Вокзал горит с одного края — его тушат ведрами воды. Самолета уже не видно, но и тишины как не бывало: кругом треск, скрежет, крики.
— Не ходите на станцию, в город, в город идите…Там все ваши, — останавливает нас высокая женщина в железнодорожной форме.
Лиля отдает ей ребенка и вместе с другими бежит прочь. А я с Любой наоборот — на станцию…
* * *
Ах, Люба, Любка Самсонова! Девочка, сохранившая самообладание в кромешном аду. Всю жизнь я хотела быть на тебя похожей. Тебя не было на той давней интернатской встрече, да и на Урале тебя с нами не было тоже. Потом узнали: встречным поездом с кем-то из приехавших в Лычково родителей ты вернулась в Ленинград, еще до конца не замкнутый блокадой. Где ты теперь? Жива ли?
* * *
Мы с ней на станции пригодились, особенно рослая Любка, на мою мелкую фигуру девушки-санитарки смотрят с сомнением. Из разбомбленного военного эшелона тащат на носилках и одеялах раненых, то есть, теперь уже вновь раненых. Некоторые из них идут, ковыляют, ползут сами.

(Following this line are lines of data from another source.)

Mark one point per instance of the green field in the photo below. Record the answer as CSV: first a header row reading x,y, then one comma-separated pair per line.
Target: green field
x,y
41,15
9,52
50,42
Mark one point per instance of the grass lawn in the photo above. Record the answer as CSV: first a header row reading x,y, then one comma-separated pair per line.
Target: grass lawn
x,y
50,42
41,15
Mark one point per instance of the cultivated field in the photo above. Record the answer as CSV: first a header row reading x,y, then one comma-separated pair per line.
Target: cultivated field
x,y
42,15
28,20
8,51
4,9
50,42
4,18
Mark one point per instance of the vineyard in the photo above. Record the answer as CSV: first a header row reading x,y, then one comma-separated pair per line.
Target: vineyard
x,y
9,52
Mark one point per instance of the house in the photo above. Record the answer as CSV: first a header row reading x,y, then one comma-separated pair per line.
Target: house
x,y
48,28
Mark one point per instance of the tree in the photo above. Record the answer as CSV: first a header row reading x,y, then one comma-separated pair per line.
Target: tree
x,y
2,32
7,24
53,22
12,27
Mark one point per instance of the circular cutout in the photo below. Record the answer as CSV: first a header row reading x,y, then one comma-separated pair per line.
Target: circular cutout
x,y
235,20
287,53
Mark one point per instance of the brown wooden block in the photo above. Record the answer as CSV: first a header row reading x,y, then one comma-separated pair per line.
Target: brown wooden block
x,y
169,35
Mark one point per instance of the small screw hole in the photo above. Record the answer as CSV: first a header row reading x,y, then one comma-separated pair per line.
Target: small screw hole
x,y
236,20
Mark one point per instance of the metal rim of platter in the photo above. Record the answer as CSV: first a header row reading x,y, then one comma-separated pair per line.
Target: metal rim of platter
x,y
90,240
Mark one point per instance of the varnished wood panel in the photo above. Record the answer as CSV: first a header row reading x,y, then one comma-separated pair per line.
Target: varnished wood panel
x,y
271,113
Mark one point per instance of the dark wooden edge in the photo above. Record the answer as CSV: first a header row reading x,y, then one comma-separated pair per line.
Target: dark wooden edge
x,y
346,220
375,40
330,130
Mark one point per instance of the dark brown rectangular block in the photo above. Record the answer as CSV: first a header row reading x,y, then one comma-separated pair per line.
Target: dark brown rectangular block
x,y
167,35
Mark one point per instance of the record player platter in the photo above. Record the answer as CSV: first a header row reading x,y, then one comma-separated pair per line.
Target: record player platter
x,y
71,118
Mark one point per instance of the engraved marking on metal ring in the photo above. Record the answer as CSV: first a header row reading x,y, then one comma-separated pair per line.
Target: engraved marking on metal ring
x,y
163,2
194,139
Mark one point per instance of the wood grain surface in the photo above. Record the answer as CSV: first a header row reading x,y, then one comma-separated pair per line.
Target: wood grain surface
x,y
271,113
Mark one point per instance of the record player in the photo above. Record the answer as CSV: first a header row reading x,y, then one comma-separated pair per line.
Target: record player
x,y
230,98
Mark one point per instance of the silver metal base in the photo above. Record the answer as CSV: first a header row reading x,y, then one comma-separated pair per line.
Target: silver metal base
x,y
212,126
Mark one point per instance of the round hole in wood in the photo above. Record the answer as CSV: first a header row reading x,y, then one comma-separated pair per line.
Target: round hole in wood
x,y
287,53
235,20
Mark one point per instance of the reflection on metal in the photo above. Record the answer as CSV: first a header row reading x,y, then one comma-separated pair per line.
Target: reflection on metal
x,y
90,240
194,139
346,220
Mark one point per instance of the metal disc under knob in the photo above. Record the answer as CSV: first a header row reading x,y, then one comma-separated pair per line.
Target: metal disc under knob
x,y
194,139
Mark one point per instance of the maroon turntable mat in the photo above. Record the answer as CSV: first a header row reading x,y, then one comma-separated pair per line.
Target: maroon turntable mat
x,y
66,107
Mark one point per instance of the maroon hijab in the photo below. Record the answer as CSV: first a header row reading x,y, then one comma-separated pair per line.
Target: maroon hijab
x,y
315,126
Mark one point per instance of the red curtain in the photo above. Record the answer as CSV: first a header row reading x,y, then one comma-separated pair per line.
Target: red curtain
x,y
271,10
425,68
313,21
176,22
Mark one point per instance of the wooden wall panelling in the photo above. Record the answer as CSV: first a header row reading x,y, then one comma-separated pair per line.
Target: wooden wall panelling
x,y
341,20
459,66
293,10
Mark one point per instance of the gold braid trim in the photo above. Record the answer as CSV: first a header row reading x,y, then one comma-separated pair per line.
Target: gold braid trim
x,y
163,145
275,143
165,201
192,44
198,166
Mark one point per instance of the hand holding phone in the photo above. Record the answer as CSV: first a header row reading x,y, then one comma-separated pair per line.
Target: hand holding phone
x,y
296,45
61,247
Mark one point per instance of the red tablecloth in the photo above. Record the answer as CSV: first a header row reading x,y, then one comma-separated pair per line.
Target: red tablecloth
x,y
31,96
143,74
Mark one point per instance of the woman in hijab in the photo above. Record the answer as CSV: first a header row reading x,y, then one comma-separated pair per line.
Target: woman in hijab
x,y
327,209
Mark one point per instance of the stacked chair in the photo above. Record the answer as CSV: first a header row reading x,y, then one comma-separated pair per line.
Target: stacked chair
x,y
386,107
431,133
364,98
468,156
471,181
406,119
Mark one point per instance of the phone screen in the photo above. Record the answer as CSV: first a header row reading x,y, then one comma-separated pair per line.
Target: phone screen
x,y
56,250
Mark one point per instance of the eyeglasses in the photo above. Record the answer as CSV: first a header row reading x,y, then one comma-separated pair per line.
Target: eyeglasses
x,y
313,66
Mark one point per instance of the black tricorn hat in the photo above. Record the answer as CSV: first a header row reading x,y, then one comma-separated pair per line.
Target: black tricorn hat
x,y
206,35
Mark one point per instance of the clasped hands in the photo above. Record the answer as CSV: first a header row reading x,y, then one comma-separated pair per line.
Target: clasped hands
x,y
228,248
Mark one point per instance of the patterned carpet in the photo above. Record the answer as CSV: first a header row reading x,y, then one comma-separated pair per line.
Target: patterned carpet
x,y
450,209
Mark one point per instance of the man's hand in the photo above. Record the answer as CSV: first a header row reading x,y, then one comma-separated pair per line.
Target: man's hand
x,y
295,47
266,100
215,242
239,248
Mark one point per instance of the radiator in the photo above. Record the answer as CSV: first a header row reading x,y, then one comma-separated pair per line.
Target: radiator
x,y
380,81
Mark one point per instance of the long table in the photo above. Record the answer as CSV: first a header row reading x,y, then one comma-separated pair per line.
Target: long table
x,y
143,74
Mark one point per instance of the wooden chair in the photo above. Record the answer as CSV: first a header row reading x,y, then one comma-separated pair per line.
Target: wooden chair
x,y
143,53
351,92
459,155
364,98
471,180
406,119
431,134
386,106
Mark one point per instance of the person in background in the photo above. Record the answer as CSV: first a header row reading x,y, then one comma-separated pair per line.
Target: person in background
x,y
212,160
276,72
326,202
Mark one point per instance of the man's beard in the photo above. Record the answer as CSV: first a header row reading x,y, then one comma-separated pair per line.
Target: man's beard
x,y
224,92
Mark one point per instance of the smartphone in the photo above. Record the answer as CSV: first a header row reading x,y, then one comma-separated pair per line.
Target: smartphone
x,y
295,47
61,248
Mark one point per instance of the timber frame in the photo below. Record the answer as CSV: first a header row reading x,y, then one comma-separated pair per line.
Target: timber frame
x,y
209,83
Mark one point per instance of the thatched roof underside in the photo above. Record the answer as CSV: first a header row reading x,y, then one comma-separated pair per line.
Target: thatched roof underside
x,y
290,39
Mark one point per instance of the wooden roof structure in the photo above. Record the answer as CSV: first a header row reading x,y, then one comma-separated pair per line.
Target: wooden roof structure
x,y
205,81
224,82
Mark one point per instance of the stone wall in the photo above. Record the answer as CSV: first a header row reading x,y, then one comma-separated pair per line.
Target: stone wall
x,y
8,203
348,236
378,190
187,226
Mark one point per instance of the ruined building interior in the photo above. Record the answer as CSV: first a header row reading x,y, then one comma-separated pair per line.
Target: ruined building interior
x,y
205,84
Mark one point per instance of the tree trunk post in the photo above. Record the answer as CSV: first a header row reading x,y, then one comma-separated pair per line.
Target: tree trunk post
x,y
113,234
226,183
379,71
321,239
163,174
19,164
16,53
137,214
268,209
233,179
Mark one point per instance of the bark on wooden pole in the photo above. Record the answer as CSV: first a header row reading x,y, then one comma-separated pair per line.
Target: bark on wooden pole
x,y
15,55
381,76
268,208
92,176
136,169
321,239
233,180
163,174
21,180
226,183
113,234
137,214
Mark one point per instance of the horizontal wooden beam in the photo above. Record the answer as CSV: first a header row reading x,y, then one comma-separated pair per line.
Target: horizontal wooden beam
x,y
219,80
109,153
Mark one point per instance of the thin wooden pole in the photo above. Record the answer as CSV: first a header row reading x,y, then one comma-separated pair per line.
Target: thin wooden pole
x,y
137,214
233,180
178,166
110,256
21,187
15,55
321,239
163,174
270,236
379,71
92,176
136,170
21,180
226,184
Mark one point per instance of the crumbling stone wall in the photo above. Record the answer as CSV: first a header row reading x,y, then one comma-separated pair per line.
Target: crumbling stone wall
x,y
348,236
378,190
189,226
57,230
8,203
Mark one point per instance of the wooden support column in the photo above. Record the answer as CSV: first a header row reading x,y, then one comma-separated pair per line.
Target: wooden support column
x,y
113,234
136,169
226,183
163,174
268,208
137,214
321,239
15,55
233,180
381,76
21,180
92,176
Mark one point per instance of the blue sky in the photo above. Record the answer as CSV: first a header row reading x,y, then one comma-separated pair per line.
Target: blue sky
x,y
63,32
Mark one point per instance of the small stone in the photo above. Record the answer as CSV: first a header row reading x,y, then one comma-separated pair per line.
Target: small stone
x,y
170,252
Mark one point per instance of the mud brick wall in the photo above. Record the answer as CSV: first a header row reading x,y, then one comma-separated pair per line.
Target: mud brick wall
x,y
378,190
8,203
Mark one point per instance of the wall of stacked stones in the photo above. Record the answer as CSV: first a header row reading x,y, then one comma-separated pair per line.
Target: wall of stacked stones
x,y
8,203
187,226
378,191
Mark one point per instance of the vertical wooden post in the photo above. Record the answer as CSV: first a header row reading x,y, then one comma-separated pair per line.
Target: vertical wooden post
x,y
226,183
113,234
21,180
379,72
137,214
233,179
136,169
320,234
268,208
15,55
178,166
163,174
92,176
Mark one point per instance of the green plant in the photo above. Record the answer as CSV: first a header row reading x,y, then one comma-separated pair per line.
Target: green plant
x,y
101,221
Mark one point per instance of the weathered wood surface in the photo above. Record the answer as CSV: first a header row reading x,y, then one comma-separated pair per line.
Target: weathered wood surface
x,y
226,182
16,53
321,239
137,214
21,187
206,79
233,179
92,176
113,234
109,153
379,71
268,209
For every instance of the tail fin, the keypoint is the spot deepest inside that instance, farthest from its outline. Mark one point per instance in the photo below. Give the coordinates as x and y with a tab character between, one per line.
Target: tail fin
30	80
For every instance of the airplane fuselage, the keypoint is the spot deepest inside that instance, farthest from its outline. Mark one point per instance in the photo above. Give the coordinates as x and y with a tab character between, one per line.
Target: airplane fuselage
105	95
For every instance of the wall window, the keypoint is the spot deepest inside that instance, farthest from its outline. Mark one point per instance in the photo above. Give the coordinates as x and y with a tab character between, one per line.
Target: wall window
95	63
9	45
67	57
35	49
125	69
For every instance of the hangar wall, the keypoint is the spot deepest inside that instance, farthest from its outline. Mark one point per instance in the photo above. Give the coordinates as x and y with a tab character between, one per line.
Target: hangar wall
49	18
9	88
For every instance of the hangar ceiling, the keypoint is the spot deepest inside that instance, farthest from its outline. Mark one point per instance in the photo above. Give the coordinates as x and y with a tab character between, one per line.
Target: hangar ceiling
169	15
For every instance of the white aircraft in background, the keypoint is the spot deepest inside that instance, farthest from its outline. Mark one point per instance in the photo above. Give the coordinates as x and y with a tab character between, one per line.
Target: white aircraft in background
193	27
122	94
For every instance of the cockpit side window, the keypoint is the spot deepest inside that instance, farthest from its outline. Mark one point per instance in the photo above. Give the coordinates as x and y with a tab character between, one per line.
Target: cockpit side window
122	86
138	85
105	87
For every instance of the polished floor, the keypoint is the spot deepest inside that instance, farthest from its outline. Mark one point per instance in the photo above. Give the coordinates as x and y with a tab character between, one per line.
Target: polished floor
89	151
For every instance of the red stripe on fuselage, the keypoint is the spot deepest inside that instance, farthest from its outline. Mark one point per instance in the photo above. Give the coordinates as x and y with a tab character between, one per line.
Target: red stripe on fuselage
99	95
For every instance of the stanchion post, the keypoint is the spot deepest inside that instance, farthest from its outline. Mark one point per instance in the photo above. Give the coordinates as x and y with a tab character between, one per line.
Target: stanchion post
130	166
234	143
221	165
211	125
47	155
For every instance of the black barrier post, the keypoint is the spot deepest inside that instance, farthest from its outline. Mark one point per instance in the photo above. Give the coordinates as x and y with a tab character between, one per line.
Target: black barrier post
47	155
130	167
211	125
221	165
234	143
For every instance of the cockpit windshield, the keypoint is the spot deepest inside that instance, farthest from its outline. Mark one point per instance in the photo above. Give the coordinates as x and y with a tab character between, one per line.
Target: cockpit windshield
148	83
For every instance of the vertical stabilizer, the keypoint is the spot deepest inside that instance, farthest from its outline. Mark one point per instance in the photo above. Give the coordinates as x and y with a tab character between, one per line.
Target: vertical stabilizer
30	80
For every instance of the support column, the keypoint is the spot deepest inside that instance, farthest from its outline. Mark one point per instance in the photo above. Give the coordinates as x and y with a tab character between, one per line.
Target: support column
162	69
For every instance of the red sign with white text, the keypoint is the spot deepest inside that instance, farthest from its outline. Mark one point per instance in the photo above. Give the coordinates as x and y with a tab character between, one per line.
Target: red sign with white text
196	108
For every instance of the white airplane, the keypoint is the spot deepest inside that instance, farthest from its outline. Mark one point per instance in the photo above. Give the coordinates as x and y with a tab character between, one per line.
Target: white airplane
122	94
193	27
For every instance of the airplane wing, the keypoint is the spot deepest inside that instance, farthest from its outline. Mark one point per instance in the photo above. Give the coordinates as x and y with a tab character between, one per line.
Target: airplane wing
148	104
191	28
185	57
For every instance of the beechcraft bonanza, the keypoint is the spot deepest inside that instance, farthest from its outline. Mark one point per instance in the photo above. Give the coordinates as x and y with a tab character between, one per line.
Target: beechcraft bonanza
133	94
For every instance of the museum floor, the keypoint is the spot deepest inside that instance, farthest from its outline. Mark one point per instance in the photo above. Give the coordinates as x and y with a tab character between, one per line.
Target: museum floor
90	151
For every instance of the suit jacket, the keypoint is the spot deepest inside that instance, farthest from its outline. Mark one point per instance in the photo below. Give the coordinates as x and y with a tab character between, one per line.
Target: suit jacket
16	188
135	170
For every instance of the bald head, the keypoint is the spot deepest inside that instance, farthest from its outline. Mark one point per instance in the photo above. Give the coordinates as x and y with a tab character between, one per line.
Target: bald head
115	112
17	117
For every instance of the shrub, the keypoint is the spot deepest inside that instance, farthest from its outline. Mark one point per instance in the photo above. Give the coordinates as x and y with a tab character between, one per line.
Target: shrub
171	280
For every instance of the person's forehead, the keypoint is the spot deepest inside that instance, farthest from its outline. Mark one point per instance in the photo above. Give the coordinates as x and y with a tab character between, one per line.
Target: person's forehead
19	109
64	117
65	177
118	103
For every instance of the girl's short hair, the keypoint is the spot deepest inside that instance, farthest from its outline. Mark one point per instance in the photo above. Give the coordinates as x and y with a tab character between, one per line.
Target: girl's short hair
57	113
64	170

Антонину Михайловну мы увидели почти у самой станции. Она как-то полусидела у накренившегося столба, и мы еще издали поняли, что она неживая. Недалеко убитый мужчина и двое маленьких— с удивленно полуоткрытыми черными ртами.
— Антонина к вам бежала… — слышим мы вдруг тихий голос Юрки.
С ним вместе незнакомый, не наш мальчишка.
И мы бежим туда — к дымящимся продырявленным вагонам. И видим свой, то есть бывший свой, вагон — его изрешеченный черный скелет. Незнакомый парнишка подсаживает меня, и вот мы уже внутри.
С нар сползает белое с красным — кровь и сметана из разбитых банок. На тюках, что у стенки, раскинула безжизненные руки Аня Абрамова. А где Плимак Аня, увидевшая самолет и падающие бомбы? Ее не было с нами в сторожке. Нет ее и в вагоне. Люба осматривает верхние нары.
— Там живых никого, — говорит глухим шепотом. — Пойдем отсюда…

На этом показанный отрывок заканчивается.